Soit $u$ un endomorphisme d’un K-espace vectoriel $E$ de dimension finie (ou $A$ une matrice carrée).
- Polynôme d’endomorphisme : Pour tout polynôme $P(X) = \sum a_k X^k$, on peut l’évaluer en $u$ pour obtenir un nouvel endomorphisme $P(u) = \sum a_k u^k$.
- Polynôme caractéristique : Le polynôme caractéristique de $u$, noté $\chi_u(X)$, est défini par $\chi_u(X) = \det(X \cdot Id_E – u)$. C’est un polynôme dont les racines sont les valeurs propres de $u$.
Le théorème de Cayley-Hamilton affirme qu’il existe une relation très spéciale entre un endomorphisme et son propre polynôme caractéristique : l’endomorphisme est une « racine » de ce polynôme.
Tout endomorphisme d’un espace vectoriel de dimension finie annule son propre polynôme caractéristique.
Autrement dit, si $u$ est un endomorphisme et $\chi_u$ est son polynôme caractéristique, alors l’endomorphisme $\chi_u(u)$ est l’endomorphisme nul : $$ \chi_u(u) = 0 $$ De même, pour toute matrice carrée $A$, on a $\chi_A(A) = 0$.
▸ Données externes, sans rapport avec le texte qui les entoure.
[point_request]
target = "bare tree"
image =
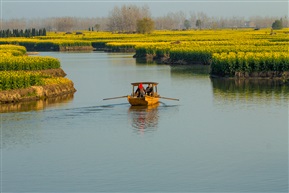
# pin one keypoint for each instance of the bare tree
(125, 19)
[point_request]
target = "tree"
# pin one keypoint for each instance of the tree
(124, 19)
(199, 23)
(187, 24)
(145, 25)
(277, 24)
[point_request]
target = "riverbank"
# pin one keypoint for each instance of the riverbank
(34, 93)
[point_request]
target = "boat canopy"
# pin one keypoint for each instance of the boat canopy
(137, 83)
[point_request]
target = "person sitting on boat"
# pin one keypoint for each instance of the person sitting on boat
(140, 92)
(149, 90)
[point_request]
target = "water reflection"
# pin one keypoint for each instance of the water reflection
(35, 105)
(144, 119)
(249, 89)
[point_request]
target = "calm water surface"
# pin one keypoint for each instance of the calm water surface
(222, 136)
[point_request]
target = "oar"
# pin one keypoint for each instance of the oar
(115, 97)
(169, 98)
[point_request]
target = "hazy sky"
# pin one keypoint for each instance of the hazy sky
(97, 8)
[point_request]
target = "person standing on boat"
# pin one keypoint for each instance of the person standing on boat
(149, 89)
(140, 92)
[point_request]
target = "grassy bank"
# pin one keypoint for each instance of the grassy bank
(25, 77)
(208, 47)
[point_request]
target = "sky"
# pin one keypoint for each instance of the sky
(16, 9)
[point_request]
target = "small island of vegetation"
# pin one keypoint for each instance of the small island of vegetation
(26, 78)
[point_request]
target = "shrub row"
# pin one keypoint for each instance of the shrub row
(19, 79)
(28, 63)
(227, 64)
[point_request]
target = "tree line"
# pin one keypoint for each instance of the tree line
(132, 18)
(22, 33)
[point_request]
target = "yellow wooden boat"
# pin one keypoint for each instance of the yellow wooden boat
(147, 99)
(143, 94)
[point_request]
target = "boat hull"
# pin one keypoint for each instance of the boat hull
(142, 101)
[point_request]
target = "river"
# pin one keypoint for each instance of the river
(222, 136)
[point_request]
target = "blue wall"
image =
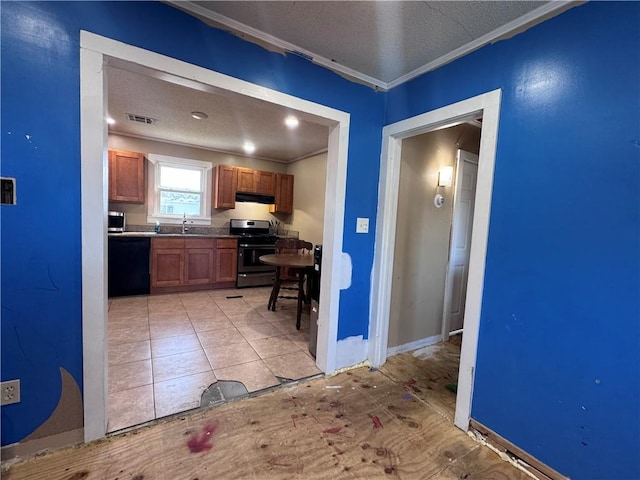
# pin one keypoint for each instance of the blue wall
(41, 256)
(558, 367)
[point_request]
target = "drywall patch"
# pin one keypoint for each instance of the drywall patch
(346, 271)
(351, 351)
(68, 414)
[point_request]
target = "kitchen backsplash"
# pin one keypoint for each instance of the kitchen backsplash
(200, 230)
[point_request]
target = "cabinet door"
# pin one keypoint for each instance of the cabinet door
(167, 267)
(226, 265)
(246, 180)
(198, 267)
(224, 187)
(126, 177)
(284, 194)
(265, 182)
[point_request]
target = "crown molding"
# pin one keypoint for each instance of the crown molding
(516, 26)
(505, 31)
(263, 37)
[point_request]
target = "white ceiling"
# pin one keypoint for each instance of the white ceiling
(233, 119)
(381, 44)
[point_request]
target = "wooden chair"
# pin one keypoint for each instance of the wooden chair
(290, 279)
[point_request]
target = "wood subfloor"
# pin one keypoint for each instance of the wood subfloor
(392, 422)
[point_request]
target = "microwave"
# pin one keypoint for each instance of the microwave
(116, 222)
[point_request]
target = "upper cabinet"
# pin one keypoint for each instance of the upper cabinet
(229, 180)
(225, 186)
(284, 194)
(256, 181)
(126, 177)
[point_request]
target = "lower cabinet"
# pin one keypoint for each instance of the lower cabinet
(182, 264)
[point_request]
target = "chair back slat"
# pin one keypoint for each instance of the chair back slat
(293, 245)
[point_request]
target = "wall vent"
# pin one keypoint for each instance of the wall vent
(141, 119)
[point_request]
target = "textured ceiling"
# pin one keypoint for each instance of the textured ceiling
(233, 118)
(380, 42)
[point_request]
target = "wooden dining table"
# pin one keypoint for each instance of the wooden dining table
(302, 262)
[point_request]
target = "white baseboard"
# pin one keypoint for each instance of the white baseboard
(408, 347)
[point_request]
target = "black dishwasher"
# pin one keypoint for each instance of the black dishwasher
(128, 266)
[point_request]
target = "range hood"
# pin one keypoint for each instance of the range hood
(255, 198)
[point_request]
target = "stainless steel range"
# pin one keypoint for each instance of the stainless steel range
(255, 240)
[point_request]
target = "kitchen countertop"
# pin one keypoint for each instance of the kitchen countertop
(163, 235)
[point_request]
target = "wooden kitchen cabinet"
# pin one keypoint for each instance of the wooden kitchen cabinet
(284, 194)
(225, 186)
(256, 181)
(183, 264)
(126, 176)
(265, 182)
(167, 262)
(246, 180)
(226, 260)
(199, 261)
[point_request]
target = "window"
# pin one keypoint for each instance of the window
(179, 187)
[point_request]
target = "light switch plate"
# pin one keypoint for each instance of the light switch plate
(7, 191)
(362, 225)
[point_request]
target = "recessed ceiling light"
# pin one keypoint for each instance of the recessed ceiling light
(291, 121)
(249, 147)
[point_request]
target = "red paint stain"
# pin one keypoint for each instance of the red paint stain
(202, 442)
(332, 430)
(376, 421)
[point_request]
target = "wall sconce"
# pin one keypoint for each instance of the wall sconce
(445, 176)
(445, 179)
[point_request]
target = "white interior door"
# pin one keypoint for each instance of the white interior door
(458, 269)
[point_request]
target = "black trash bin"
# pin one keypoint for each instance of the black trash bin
(314, 293)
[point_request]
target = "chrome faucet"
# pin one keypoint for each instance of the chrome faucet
(185, 229)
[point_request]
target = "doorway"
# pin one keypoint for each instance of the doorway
(96, 51)
(455, 291)
(487, 107)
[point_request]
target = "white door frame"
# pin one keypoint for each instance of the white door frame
(488, 106)
(95, 53)
(448, 279)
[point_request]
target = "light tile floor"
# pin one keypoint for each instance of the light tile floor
(165, 350)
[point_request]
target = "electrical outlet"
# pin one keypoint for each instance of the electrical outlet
(362, 225)
(10, 391)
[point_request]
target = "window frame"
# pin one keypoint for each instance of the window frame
(153, 191)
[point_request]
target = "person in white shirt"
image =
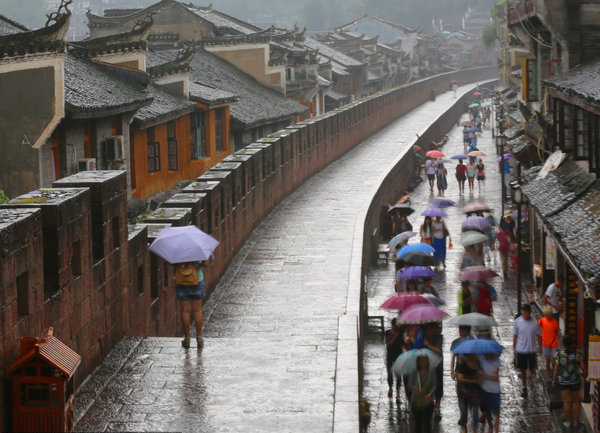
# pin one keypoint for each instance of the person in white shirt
(552, 297)
(490, 385)
(525, 333)
(430, 166)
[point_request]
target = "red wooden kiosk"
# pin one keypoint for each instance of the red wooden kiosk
(42, 385)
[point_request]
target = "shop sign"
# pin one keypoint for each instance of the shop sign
(572, 289)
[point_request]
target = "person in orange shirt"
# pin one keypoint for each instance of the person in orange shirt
(550, 331)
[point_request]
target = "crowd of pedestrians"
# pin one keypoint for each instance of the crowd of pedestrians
(475, 356)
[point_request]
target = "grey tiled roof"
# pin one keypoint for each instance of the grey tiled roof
(558, 189)
(568, 199)
(221, 20)
(333, 54)
(10, 27)
(578, 229)
(164, 107)
(257, 104)
(90, 91)
(582, 82)
(210, 95)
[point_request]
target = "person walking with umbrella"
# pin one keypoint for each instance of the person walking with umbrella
(188, 248)
(189, 288)
(440, 233)
(461, 176)
(394, 346)
(422, 383)
(441, 176)
(568, 370)
(480, 173)
(426, 231)
(550, 332)
(430, 166)
(471, 170)
(467, 390)
(490, 389)
(525, 333)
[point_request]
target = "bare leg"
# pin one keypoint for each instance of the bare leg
(197, 310)
(186, 308)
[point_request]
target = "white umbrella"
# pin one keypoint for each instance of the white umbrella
(473, 319)
(183, 244)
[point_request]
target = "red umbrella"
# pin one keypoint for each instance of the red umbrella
(403, 301)
(435, 154)
(420, 314)
(476, 273)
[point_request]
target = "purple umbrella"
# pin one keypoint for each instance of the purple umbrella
(402, 301)
(434, 212)
(476, 273)
(183, 244)
(439, 202)
(476, 222)
(476, 207)
(414, 272)
(420, 314)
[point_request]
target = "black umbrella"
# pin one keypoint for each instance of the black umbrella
(417, 258)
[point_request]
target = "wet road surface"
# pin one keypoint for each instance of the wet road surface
(270, 328)
(529, 415)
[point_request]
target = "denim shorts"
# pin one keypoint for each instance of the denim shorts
(491, 402)
(190, 293)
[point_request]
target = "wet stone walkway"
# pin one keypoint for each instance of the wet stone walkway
(529, 415)
(270, 328)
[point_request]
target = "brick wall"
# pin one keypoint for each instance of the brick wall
(101, 282)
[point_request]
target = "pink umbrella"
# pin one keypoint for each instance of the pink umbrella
(476, 273)
(420, 314)
(476, 207)
(475, 222)
(403, 301)
(476, 153)
(435, 154)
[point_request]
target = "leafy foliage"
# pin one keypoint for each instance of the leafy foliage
(3, 198)
(488, 36)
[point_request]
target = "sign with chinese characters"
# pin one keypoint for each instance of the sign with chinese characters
(572, 289)
(530, 80)
(594, 358)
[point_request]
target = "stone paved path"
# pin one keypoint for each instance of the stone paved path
(517, 414)
(268, 363)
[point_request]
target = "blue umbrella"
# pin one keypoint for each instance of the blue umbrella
(183, 244)
(479, 346)
(414, 272)
(424, 248)
(434, 212)
(439, 202)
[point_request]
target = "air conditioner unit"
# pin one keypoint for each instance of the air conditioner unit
(87, 164)
(113, 148)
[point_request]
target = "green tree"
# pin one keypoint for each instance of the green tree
(488, 36)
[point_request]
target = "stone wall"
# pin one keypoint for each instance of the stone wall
(69, 260)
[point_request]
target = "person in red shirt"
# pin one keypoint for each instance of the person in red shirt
(550, 331)
(461, 176)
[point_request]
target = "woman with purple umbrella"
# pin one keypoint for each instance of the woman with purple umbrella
(442, 182)
(440, 233)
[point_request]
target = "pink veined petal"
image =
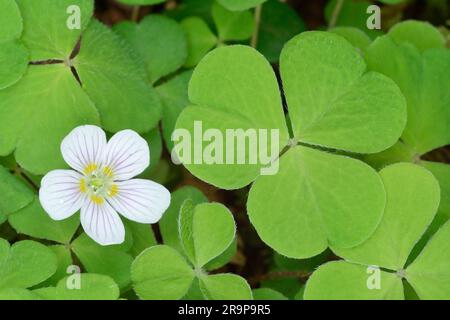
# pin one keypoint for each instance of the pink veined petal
(140, 200)
(126, 155)
(83, 147)
(102, 223)
(60, 194)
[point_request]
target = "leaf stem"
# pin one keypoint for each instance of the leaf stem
(336, 12)
(255, 37)
(135, 13)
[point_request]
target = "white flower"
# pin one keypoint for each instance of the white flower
(100, 184)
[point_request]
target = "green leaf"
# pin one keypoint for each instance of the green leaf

Esquisse de la Démonstration (par la comatrice)
La démonstration est subtile. Une erreur commune serait de remplacer directement $X$ par $A$ dans la définition $\det(X \cdot I – A)$, ce qui donnerait $\det(A \cdot I – A) = \det(0) = 0$. Ce raisonnement est incorrect car les règles de substitution ne s’appliquent pas de cette manière aux matrices. La preuve correcte est plus formelle.
- Matrice des cofacteurs : Soit $B(X) = \text{com}(X \cdot I – A)$ la comatrice de la matrice $X \cdot I – A$. Les coefficients de $B(X)$ sont des polynômes en $X$ de degré au plus $n-1$. On peut donc écrire $B(X)$ comme un polynôme à coefficients matriciels : $B(X) = \sum_{k=0}^{n-1} B_k X^k$.
- Relation fondamentale : On utilise la relation fondamentale entre une matrice et sa transposée de la comatrice (sa matrice adjointe) : $$ (X \cdot I – A) \cdot {}^t\text{com}(X \cdot I – A) = \det(X \cdot I – A) \cdot I $$ Ce qui s’écrit (en notant $\tilde{B}(X)$ la transposée de la comatrice) : $$ (X \cdot I – A) \cdot \tilde{B}(X) = \chi_A(X) \cdot I $$
- Évaluation : Cette égalité est une égalité entre matrices dont les coefficients sont des polynômes. On peut l’évaluer en la matrice $A$. En faisant cela, on montre que le membre de gauche s’annule, ce qui implique que le membre de droite, $\chi_A(A)$, doit être la matrice nulle. Une manière plus formelle est d’écrire $\chi_A(X) = \sum c_k X^k$ et de développer les deux côtés de l’équation pour identifier les puissances de $X$. On obtient un système de relations entre les matrices $B_k$ et les coefficients $c_k$ qui, en se télescopant, mène à $\sum c_k A^k = 0$.
Implications et Utilisation
- Relation entre polynômes : Le théorème de Cayley-Hamilton implique que le polynôme minimal d’un endomorphisme divise toujours son polynôme caractéristique.
- Calcul de l’inverse d’une matrice : Si $A$ est une matrice inversible et $\chi_A(X) = X^n + c_{n-1}X^{n-1} + \dots + c_0$, alors $\chi_A(A) = A^n + \dots + c_1 A + c_0 I = 0$. En multipliant par $A^{-1}$, on obtient $A^{n-1} + \dots + c_1 I + c_0 A^{-1} = 0$. On peut alors isoler $A^{-1}$ : $$ A^{-1} = -\frac{1}{c_0}(A^{n-1} + c_{n-1}A^{n-2} + \dots + c_1 I) $$ (Notez que $c_0 = (-1)^n \det(A)$, qui est non nul si $A$ est inversible). Cela montre que l’inverse d’une matrice est toujours un polynôme en cette matrice.
- Calcul des puissances d’une matrice : Le théorème fournit une relation de récurrence linéaire pour les puissances de $A$. Par exemple, si $A$ est une matrice 2×2, on a $A^2 – \text{tr}(A)A + \det(A)I = 0$. On peut donc exprimer $A^2$ en fonction de $A$ et $I$. En multipliant par $A$, on peut exprimer $A^3$, et ainsi de suite. Toute puissance de $A$ peut être exprimée comme une combinaison linéaire de $A$ et $I$.